“Mom! Mom! Dad! Dad! Come quick! Hurry! Hurry!” We heard Leah exclaim from outside the boat on the dock where she had been laying quietly watching the water. She was squealing with excitement. “You have GOT to see this! Something is swimming under the boat with many legs!”
Now we were intrigued. We had got to see this.
We stepped onto the dock and peered under the boat. And indeed we saw the beautiful creature too, a translucent sea animal swimming, no, undulating peacefully through the murky marina water. It had countless soft spines, each with a dark brown tip that looked a little ominous. “Get the bucket!” our budding biologist commanded and Michael grabbed the white bucket that has now held many a sea creature. He gently scooped up the 6″ long animal with some sea water and set the bucket on the dock for all to view.
“What is it??” Leah asked us. We were certainly stumped. While we’ve had hundreds of jellyfish swim past our boat, thousands of teeny, tiny fish and there’s a handful of healthy sea anemones on our pier this fascinating animal was a mystery. It definitely seemed out of place and we wondered how it had gotten stuck in our marina.

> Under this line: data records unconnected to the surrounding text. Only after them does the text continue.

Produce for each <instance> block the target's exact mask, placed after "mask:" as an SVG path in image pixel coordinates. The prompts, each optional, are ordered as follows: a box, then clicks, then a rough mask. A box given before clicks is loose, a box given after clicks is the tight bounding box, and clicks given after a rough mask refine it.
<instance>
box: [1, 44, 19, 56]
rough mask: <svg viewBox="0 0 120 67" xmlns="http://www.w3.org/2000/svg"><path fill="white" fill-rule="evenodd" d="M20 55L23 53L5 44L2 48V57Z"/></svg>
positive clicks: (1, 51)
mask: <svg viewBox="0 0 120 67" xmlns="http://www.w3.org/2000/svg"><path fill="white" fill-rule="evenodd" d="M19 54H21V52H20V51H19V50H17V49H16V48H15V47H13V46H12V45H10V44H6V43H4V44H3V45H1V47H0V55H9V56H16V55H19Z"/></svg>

We grabbed our Audubon Field Guide to North American Seashore Creatures and identified it as some type of nudibranch. None of the species in our book seemed to match, but a quick check on Google (oh how we are going to miss the internet when we are cruising!) identified it as a Giant Nudibranch. It turns out that these are quite a sight to see while diving in Puget Sound, especially if you get to view one feeding on an anemone; we felt very fortunate to get to watch one from our nice dry dock.
Leah just had to share her new discovery so she ran a few boats down and told the girls from Pearl what she had found. They were intrigued and came over for a look and were fascinated too. Turns out it was their first marina nudibranch sighting as well.
For a number of minutes the creature did not move at all, clearly terrified. You know, that playing dead trick. Then it must have realized it was not actually dead yet and started to swim around our bucket. We observed our unique visitor for another 10 minutes then gently set the creature back into the sea where it quickly undulated away. Leah was tearful but it was yet another chance for us to explain how we can look at the sea creatures we find for a short time but, no, they are not going to become our pets. They must be returned back to their home, the sea. She understood and was grateful, as were we, for the chance to have this beautiful creature visit us for a while.
Which just goes to show that if you lay on your stomach on the dock peering in to the depths of the sea for long enough you never know what will come swimming by.